Malheur à vous, si comme moi vous avez vu le très bon téléfilm « La nourrice » de Renaud Bertrand, diffusé en 2004 avec la délicieuse Sophie Quinton, Marthe Keller et Liliane Rovère, car c’est strictement le même sujet que dans cette « ravisseuse ». Le sujet d’un corps de jeune mère prêté à une famille de nouveau riche est suffisamment fort pour générer une autre oeuvre, mais le téléfilm de Renaud Bertrand était une pure réussite, ça donne ici une impression un peu redondante. A l’image des idées très arrêtées d’un médecin hygiéniste boursouffé de certitudes – formidable Frédéric Pierrot assenant ce qu’il croit être des vérités définitives – il rode dans cette fin XIXe siècle une peur d’une forte mortalité infantile. Angèle-Marie – Isild Le Besco, une personnalité unique et lumineuse -, se voit ainsi exploitée.
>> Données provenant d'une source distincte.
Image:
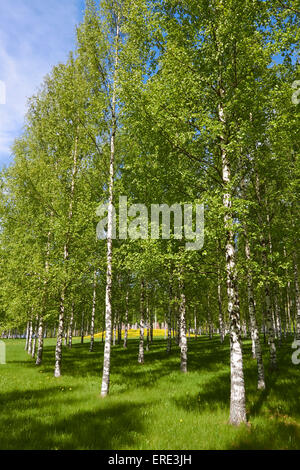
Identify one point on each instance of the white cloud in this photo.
(34, 36)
Elle a dû abandonner son bébé à la campagne, donnant son lait maternel à la fille d’un couple de bourgeois, lui architecte affairiste raide – Grégoire Colin inquiétant -, elle une oisive dépourvue d’instinct maternel et perdue dans un ennui puéril – Emilie Dequenne excellente en contre-emploi -. Le cinéaste filme sans fausse pudeur ce lait source de fantasme, fait confronter deux superbes comédiennes, donne un effort louable sur la bande-son et Yorgos Arvanitis signe une photo superbe.

Isild Le Besco

On se réjouit du retour d’Anémone, qui en domestique aigrie excelle et rajoute des traits d’humours, et de retrouver Bernard Blancan, en homme à tout faire compatissant, et il y a de bons comédiens de théâtre à l’image d’Édith Perret qui compose une tante déplaisante à souhait. Reste que finalement le film laisse une impression d’inachevé, peut-être par ces plans oniriques assez lourdingues. Dommage pour Antoine Santana, après son attachant « Un moment de bonheur », avec déjà Isild Le Besco. Saluons l’exigence de cette comédienne singulière, qui en plus après avoir prouvé ses talents de réalisatrices, continue à rayonner dans des projets peu conventionnel. Rien que pour elle, ici en jeune femme frustre et sensuelle nourrie par des contes populaires, le film est à conseiller.